As a follow up to Patent No. 2457 lodged by Daniels, this piece is certainly of significance. The Daniels instruments sought to display greater resolution with the introduction of a geared sub-assembly greatly magnifying the small rotational movement of the primary arbor, that connected by a fine chain to the secondary lever – the result being that the main dial had a very open scale, the subsidiary a much coarser one.
In essence, the Astens Patent No. 2853 of 1907 is the reverse of the Daniels patent, achieved by near identical means. Here, a highly developed movement, based on a conventional Vidi pattern driven from a single 1” nickel silver capsule, has the central main dial arbor fitted with a fine toothed spoked gear driving a fine pinion positioned below the subsidiary dial set in jewelled bearings.
To say that this is a rare piece is certainly not to overstate. I believe I might have seen one other some years ago, but that said it might well have been a copy manufactured after the expiration of this patent No. 2853.
It is clear from examination of the patent that the train in this piece is markedly different from the drawing, in which two fine gears of similar diameter provide the necessary amplification. This patent design is substantially less efficient than the instrument here shown, and it may be that No 30 is in fact a development from the original.
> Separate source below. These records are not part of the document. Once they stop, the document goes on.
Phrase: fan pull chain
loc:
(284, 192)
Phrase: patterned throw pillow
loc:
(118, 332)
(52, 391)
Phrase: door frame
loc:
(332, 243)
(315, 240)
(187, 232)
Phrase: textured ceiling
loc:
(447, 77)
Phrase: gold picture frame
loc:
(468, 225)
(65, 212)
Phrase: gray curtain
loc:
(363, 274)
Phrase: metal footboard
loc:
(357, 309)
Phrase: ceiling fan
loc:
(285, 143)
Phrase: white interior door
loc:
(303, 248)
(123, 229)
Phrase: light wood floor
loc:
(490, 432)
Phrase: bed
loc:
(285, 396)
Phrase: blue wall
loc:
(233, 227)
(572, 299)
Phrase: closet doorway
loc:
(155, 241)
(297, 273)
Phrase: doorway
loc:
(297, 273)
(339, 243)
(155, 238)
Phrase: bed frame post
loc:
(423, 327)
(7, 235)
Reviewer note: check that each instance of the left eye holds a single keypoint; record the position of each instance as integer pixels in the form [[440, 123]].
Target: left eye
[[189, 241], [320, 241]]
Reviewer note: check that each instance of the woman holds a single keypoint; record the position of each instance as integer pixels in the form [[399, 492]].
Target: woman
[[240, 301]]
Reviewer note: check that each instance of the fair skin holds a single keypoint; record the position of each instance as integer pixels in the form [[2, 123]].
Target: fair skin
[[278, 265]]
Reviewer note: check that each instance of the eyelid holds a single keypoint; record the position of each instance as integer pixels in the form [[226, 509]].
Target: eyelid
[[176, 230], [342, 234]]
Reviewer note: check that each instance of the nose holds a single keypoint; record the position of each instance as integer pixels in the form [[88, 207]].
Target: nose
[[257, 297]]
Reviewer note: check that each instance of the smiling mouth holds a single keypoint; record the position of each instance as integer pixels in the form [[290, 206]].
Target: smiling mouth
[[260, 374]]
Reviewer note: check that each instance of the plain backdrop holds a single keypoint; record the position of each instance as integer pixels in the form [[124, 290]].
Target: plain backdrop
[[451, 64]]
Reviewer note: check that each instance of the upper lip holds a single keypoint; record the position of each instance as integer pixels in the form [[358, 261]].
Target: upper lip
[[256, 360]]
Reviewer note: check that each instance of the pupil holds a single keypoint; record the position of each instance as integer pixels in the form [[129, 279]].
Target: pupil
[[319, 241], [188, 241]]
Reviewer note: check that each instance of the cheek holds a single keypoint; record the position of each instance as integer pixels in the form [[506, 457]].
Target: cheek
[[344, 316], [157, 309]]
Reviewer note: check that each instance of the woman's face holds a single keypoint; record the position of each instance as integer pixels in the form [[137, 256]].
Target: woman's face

Manufacture of the large, centrally mounted wheel would have been a more involved enterprise where accuracy for run out and flatness is critical.
As is so often the case in engineering, where gains may be found in one aspect, associated losses are found in another. Developments of the aneroid system are a fine example of this.
So how important is this? In practical terms, it was clearly not a success otherwise this very obscure patent would be more widely seen. The lack of success was almost certainly a function of mechanical issues, principally friction and the certainly that transition across the pressure gradient would have been hesitant. In addition, this would have cost at least double that of a standard instrument to produce. Then, of course, vulnerability to damage with such a finely executed train would always have been an issue.
All that said, commercial success is not always a benchmark for significant design, which this is. Perhaps not as significant as the original Daniels Patent, this is nonetheless a fascinating commentary on the perpetual quest for greater resolution and accuracy.